Bolivar's Route to Victory Simon Bolivar’s native Venezuela declared its inde-
pendence from Spain in 1811. But the struggle for independence had only begun.
Bolivar’s volunteer army of revolutionaries suffered numerous defeats. Twice
Bolivar had to go into exile. A turning point came in August 1819. Bolivar led over
2,000 soldiers on a daring march through the Andes into what is now Colombia.
(See the 1830 map on page 685.) Coming from this direction, he took the Spanish
army in Bogota completely by surprise and won a decisive victory.
By 1821, Bolivar had won Venezuela’s independence. He then marched south into
Ecuador. In Ecuador, Bolivar finally met Jose de San Martin. Together they would
decide the future of the Latin American revolutionary movement.
San Martin Leads Southern Liberation Forces San Martin’s Argentina had
declared its independence in 1816. However, Spanish forces in nearby Chile and
Peru still posed a threat. In 1817, San Martin led an army on a grueling march
across the Andes to Chile. He was joined there by forces led by Bernardo
O’Higgins, son of a former viceroy of Peru. With O’Higgins’s help, San Martin
finally freed Chile.
In 1821, San Martin planned to drive the remaining Spanish forces out of Lima,
Peru. But to do so, he needed a much larger force. San Martin and Bolivar dis-
cussed this problem when they met at Guayaquil, Ecuador, in 1822.
No one knows how the two men reached an agreement. But San Martin left his
army for Bolivar to command.
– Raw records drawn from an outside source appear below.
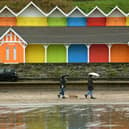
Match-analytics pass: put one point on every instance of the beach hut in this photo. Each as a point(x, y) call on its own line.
point(120, 53)
point(116, 17)
point(56, 54)
point(56, 17)
point(31, 15)
point(35, 53)
point(98, 53)
point(7, 17)
point(12, 47)
point(96, 17)
point(127, 20)
point(77, 53)
point(76, 17)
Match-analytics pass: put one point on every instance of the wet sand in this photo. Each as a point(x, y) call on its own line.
point(41, 96)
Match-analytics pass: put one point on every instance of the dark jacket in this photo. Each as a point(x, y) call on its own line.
point(90, 83)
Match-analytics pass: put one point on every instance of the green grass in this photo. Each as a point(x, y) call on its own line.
point(67, 5)
point(105, 5)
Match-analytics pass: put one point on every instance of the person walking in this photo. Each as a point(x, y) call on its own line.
point(62, 86)
point(90, 87)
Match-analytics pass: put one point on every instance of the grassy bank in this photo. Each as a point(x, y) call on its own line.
point(67, 5)
point(105, 5)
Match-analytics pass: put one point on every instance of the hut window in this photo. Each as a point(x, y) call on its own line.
point(7, 53)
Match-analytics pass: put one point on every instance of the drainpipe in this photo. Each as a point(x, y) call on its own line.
point(88, 53)
point(67, 54)
point(109, 53)
point(45, 46)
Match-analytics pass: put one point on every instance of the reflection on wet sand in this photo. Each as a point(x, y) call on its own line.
point(66, 117)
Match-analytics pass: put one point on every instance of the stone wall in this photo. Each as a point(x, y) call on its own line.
point(75, 71)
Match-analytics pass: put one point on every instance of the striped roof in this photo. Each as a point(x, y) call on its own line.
point(71, 34)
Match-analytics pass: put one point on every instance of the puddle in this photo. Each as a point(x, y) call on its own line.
point(65, 117)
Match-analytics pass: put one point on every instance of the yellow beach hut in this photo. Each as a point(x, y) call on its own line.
point(7, 17)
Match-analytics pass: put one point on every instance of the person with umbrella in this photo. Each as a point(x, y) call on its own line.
point(90, 85)
point(62, 86)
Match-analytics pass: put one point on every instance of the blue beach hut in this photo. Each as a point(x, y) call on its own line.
point(77, 53)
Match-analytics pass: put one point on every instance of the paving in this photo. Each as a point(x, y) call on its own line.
point(40, 96)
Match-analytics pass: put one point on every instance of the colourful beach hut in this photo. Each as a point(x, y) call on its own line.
point(96, 17)
point(127, 20)
point(76, 18)
point(77, 53)
point(35, 53)
point(116, 17)
point(56, 17)
point(31, 15)
point(7, 17)
point(99, 53)
point(120, 53)
point(12, 47)
point(56, 54)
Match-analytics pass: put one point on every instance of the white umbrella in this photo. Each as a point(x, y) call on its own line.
point(94, 74)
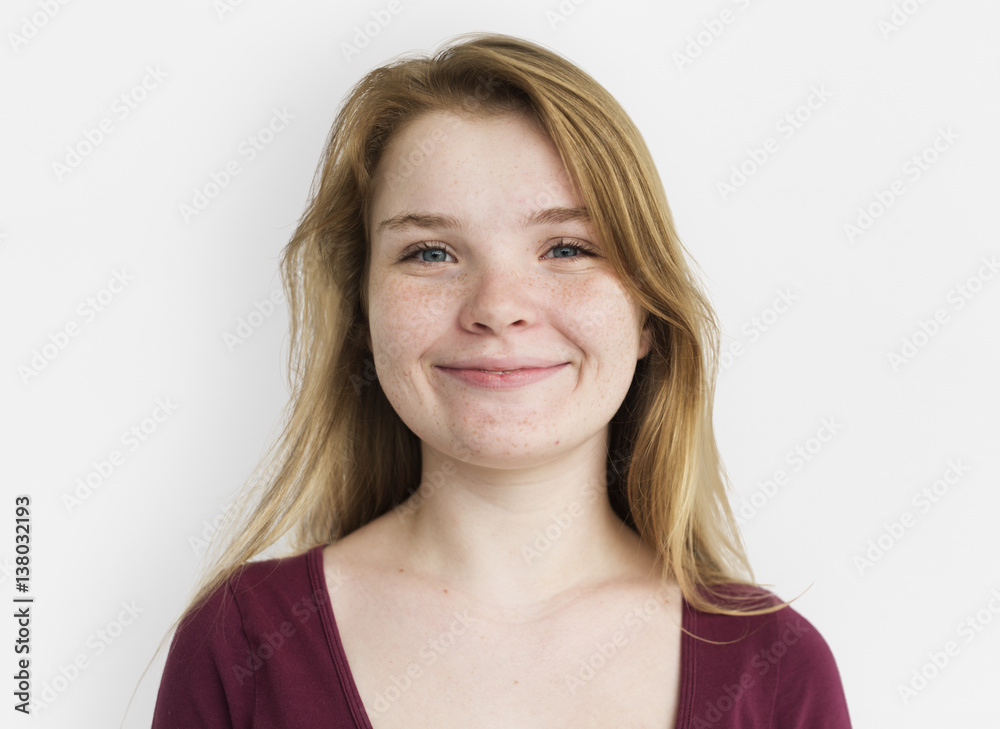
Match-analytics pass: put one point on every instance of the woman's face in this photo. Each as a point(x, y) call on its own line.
point(480, 262)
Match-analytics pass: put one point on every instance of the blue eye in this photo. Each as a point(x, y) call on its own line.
point(585, 251)
point(440, 253)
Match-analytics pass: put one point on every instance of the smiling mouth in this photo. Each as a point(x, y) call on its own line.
point(502, 379)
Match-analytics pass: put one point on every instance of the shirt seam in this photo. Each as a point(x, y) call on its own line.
point(246, 637)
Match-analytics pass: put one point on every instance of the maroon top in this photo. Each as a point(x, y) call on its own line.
point(265, 652)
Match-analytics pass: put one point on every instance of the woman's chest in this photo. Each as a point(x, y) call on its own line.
point(420, 660)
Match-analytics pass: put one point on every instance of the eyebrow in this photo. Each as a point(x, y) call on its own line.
point(440, 221)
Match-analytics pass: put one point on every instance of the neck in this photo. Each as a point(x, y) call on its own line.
point(520, 537)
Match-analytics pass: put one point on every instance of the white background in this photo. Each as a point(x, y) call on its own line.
point(701, 102)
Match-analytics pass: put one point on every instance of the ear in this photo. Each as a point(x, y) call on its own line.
point(646, 343)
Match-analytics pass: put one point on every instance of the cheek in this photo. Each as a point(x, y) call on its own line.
point(401, 317)
point(600, 316)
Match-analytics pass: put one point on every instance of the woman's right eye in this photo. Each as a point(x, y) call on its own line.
point(436, 253)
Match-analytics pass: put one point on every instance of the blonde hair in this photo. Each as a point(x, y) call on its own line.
point(345, 457)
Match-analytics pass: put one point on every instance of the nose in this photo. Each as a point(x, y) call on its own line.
point(498, 298)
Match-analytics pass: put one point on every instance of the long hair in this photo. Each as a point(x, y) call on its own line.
point(345, 457)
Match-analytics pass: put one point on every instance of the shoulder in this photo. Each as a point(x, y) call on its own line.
point(258, 634)
point(779, 659)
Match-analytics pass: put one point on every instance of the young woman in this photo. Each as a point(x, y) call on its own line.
point(499, 470)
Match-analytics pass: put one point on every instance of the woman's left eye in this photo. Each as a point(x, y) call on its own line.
point(568, 244)
point(440, 253)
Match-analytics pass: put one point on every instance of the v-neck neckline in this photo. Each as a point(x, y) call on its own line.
point(318, 578)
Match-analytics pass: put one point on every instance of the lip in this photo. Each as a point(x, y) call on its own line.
point(502, 363)
point(519, 377)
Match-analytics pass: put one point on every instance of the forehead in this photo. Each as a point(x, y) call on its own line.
point(482, 170)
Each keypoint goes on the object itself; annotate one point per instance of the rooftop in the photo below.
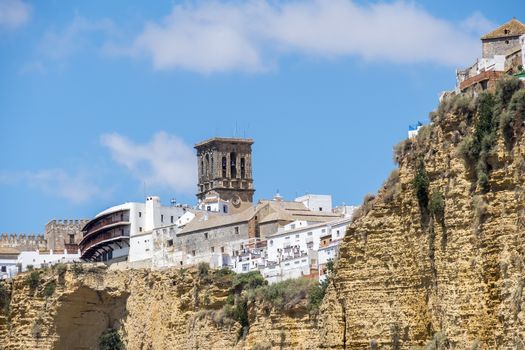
(224, 140)
(510, 29)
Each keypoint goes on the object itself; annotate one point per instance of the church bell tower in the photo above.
(225, 167)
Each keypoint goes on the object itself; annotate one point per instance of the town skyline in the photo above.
(88, 124)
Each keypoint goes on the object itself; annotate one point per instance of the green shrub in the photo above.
(49, 288)
(32, 280)
(368, 203)
(421, 184)
(77, 268)
(60, 269)
(391, 187)
(202, 269)
(5, 298)
(250, 280)
(110, 340)
(286, 294)
(436, 206)
(505, 88)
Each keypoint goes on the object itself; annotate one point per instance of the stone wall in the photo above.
(23, 241)
(58, 233)
(501, 46)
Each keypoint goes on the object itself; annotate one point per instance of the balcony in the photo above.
(90, 245)
(106, 220)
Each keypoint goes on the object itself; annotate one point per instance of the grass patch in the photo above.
(49, 288)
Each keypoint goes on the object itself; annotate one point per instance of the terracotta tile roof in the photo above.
(9, 251)
(510, 29)
(200, 223)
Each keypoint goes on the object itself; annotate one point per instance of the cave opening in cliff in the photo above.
(84, 315)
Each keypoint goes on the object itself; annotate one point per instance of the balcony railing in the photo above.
(112, 218)
(96, 240)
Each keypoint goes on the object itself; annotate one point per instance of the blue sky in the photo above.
(102, 101)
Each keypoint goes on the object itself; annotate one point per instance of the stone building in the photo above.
(502, 53)
(23, 242)
(64, 234)
(225, 167)
(503, 39)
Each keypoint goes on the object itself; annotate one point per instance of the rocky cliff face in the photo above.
(448, 272)
(435, 261)
(172, 309)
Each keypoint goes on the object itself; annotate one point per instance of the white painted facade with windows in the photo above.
(316, 202)
(8, 266)
(43, 259)
(143, 218)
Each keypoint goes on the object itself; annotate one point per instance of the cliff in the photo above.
(172, 309)
(436, 259)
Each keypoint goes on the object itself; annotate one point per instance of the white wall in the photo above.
(316, 202)
(37, 259)
(10, 267)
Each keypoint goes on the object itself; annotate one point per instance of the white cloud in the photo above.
(250, 36)
(74, 187)
(166, 161)
(14, 13)
(80, 34)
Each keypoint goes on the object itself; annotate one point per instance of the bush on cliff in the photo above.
(110, 340)
(5, 298)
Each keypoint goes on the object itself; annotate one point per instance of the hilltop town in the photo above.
(434, 260)
(280, 238)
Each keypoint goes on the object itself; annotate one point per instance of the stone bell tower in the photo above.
(225, 167)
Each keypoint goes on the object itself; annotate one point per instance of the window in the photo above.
(223, 166)
(233, 165)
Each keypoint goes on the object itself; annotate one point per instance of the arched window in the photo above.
(223, 166)
(243, 168)
(233, 165)
(207, 170)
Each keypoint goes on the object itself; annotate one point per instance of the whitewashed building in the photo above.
(124, 232)
(8, 262)
(38, 259)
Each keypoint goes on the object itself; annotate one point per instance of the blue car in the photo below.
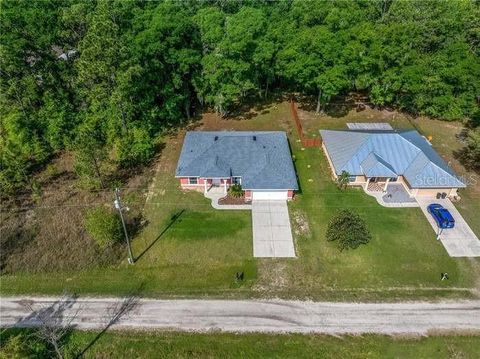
(441, 215)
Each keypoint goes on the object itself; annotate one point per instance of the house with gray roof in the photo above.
(259, 161)
(375, 157)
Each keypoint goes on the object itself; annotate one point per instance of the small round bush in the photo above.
(235, 191)
(103, 225)
(348, 230)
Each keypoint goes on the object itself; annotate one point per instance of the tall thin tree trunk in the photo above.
(187, 109)
(318, 100)
(124, 122)
(97, 171)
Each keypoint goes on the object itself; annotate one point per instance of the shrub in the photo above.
(343, 180)
(236, 191)
(348, 229)
(103, 225)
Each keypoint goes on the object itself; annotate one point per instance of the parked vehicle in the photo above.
(441, 215)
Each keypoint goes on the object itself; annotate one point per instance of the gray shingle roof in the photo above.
(263, 163)
(389, 154)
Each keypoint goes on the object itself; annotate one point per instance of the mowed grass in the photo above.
(189, 249)
(225, 345)
(186, 247)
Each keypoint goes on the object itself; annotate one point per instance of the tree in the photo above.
(470, 154)
(343, 179)
(103, 226)
(348, 230)
(91, 157)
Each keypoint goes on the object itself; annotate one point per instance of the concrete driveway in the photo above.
(459, 241)
(272, 234)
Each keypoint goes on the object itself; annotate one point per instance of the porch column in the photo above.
(386, 184)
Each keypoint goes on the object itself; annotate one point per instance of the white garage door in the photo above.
(269, 195)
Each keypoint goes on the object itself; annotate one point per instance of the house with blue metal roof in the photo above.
(373, 158)
(260, 161)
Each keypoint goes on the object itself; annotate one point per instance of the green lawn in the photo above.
(222, 345)
(199, 253)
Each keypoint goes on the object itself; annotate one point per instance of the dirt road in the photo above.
(243, 315)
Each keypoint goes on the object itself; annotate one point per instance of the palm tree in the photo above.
(343, 180)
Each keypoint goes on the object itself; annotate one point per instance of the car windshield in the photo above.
(446, 216)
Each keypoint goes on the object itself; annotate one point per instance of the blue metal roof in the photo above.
(261, 159)
(389, 154)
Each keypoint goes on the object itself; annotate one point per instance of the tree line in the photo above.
(103, 78)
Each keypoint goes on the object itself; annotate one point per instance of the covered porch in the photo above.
(392, 194)
(378, 184)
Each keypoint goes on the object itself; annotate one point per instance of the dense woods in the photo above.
(104, 78)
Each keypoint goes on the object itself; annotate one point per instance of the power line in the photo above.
(120, 208)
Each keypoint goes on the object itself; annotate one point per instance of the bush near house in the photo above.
(103, 225)
(348, 230)
(236, 191)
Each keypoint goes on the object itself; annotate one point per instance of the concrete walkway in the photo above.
(214, 194)
(272, 234)
(394, 196)
(459, 241)
(276, 316)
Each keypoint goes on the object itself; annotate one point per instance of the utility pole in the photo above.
(118, 205)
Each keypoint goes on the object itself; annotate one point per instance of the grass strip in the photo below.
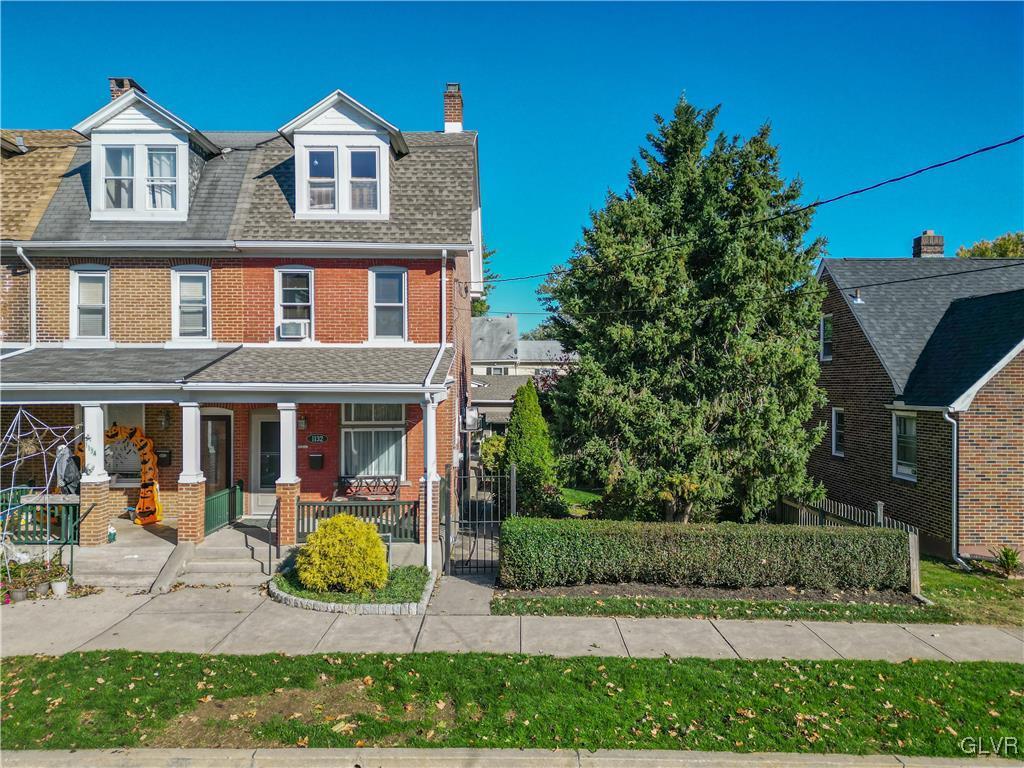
(404, 585)
(708, 608)
(121, 698)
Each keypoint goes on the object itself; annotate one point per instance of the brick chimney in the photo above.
(453, 108)
(929, 245)
(122, 85)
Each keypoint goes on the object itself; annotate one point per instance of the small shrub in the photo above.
(493, 453)
(1008, 561)
(343, 554)
(552, 553)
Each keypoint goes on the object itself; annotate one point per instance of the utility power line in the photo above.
(791, 212)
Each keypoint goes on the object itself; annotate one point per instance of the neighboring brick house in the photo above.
(923, 364)
(290, 309)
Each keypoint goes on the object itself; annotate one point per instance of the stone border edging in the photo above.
(393, 609)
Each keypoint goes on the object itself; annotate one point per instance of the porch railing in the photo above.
(398, 519)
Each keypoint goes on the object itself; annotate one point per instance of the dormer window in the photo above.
(120, 177)
(323, 180)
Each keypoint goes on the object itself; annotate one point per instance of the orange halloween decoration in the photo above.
(148, 509)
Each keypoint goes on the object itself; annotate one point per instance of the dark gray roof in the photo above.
(249, 194)
(326, 366)
(497, 388)
(972, 337)
(121, 365)
(431, 201)
(495, 338)
(210, 213)
(903, 300)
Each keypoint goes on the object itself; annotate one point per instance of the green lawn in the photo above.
(404, 585)
(979, 597)
(121, 698)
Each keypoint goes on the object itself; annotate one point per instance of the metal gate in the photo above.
(473, 506)
(222, 508)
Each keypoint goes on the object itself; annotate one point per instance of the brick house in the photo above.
(923, 364)
(289, 308)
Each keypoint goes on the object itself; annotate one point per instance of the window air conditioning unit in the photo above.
(294, 330)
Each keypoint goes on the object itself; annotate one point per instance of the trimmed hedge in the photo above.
(554, 553)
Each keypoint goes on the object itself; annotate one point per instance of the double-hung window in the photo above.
(119, 177)
(364, 192)
(905, 445)
(825, 338)
(839, 432)
(162, 178)
(295, 304)
(388, 304)
(323, 180)
(89, 292)
(373, 440)
(192, 310)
With unified revolutionary forces, Bolivar’s army
went on to defeat the Spanish at the Battle of Ayacucho (Peru) on December 9,
1824. In this last major battle of the war for independence, the Spanish colonies in
Latin America won their freedom. The future countries of Venezuela, Colombia,
Panama, and Ecuador were united into a country called Gran Colombia.